2022 | 2023 | 2024 | 3-year average | |
---|---|---|---|---|
Total PC&B (proportion of costs) | $931,302,114 | $1,040,590,183 | $1,139,962,844 | |
Total Costs | $1,480,601,875 | $1,686,733,841 | $1,772,198,497 | |
PC&B percent | 62.9002% | 61.6926% | 64.3248% | 62.9725% |
The payroll adjustment is 5.4494 percent from table 1 multiplied by 62.9725 percent from table 2 resulting in 3.4316 percent.
The statute specifies that the portion of the inflation adjustment for non-payroll costs is the average annual percent change that occurred in the Consumer Price Index (CPI) for urban consumers (Washington-Arlington-Alexandria, DC-VA-MD-WV; Not Seasonally Adjusted; All items; Annual Index) for the first 3 years of the preceding 4 years of available data multiplied by the proportion of all costs other than personnel compensation and benefits costs to total costs of the process for the review of human drug applications (as defined in section 735(6)) for the first 3 years of the preceding 4 fiscal years (see section 736(c)(1)(A) and (B)(ii)). Table 3 provides the summary data for the percent changes in the specified CPI for the Washington-Arlington-Alexandria area. 3
Footnotes:
3 ?The data are published by the Bureau of Labor Statistics and can be found on its website at: https://data.bls.gov/pdq/SurveyOutputServlet?data_tool=dropmap&series_id=CUURS35ASA0,CUUSS35ASA0.
2022 | 2023 | 2024 | 3-year average | |
---|---|---|---|---|
Annual CPI | 296.117 | 305.317 | 315.186 | |
Annual Percent Change | 6.6212% | 3.1069% | 3.2324% | 4.3202% |
The statute specifies that this 4.3202 percent be multiplied by the proportion of all costs other than PC&B to total costs of the process for the review of human drug applications obligated. Because 62.9725 percent was obligated for PC&B (as shown in table 2), 37.0275 percent is the portion of costs other than PC&B (100 percent minus 62.9725 percent equals 37.0275 percent). The non-payroll adjustment is 4.3202 percent times 37.0275 percent, or 1.5997 percent.
Next, we add the payroll adjustment (3.4316 percent) to the non-payroll adjustment (1.5997 percent), for a total inflation adjustment of 5.0313 percent (rounded) for FY 2026.

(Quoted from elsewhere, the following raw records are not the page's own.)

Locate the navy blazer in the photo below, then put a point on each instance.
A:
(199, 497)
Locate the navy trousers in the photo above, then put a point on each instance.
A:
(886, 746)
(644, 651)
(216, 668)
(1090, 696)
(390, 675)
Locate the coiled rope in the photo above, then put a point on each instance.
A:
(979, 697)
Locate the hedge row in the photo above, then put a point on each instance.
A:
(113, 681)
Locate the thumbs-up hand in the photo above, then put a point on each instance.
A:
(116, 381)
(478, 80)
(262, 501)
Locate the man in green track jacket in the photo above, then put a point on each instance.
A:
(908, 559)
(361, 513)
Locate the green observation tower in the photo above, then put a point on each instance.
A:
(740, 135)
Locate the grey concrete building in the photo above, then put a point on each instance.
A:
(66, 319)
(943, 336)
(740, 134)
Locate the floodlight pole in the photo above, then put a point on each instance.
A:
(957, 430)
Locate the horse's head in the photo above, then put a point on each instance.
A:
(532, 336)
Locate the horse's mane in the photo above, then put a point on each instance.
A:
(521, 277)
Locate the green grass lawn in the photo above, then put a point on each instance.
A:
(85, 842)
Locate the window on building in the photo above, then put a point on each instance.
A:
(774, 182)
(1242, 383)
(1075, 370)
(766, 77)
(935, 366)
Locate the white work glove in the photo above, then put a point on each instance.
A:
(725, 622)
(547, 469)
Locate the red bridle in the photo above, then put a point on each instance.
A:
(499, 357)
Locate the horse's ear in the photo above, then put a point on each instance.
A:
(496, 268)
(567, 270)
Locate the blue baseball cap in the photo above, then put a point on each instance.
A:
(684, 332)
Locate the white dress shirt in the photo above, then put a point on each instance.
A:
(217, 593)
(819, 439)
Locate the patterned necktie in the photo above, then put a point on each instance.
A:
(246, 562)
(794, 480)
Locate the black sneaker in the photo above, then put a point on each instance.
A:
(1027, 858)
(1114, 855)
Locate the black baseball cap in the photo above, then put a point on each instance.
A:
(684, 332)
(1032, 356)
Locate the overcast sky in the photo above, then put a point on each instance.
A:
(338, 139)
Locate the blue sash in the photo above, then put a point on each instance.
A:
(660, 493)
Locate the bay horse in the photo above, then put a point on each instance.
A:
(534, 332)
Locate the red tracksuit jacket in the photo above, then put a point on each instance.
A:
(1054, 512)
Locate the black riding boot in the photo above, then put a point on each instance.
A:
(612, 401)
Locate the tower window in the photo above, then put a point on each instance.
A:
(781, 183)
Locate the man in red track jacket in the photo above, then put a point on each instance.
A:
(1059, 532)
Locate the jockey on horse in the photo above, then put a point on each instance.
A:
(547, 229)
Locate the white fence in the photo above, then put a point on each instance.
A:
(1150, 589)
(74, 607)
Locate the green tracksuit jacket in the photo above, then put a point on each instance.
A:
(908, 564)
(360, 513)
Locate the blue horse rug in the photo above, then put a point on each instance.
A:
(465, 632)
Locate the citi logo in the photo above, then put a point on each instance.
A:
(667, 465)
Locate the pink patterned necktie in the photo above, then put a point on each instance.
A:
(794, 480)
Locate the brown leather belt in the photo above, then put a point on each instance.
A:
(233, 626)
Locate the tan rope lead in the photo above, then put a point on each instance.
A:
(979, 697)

We then multiply the base revenue amount for FY 2026 ($1,434,377,467) by 5.0313 percent, which produces an inflation adjustment amount of $72,167,833. Adding this amount to the base revenue amount yields an inflation-adjusted base revenue amount of $1,506,545,300.
Fee | Amount |
---|---|
Statutory Fee Revenue Base Amount (section 736(b)(3) of the FD&C Act) | $1,434,377,467 |
Inflation Adjustment (section 736(c)(1) of the FD&C Act) | 72,167,833 |
Revenue Amount after Adjustments in sections 736(c)(1) of the FD&C Act | 1,506,545,300 |
B. FY 2026 Strategic Hiring and Retention Adjustment
For each fiscal year, after the annual base revenue established in section II is adjusted for inflation in accordance with section II.A, the statute directs FDA to further increase the fee revenue and fees to support strategic hiring and retention. For FY 2026, this amount is $4,000,000 (see section 736(c)(2)(A) of the FD&C Act).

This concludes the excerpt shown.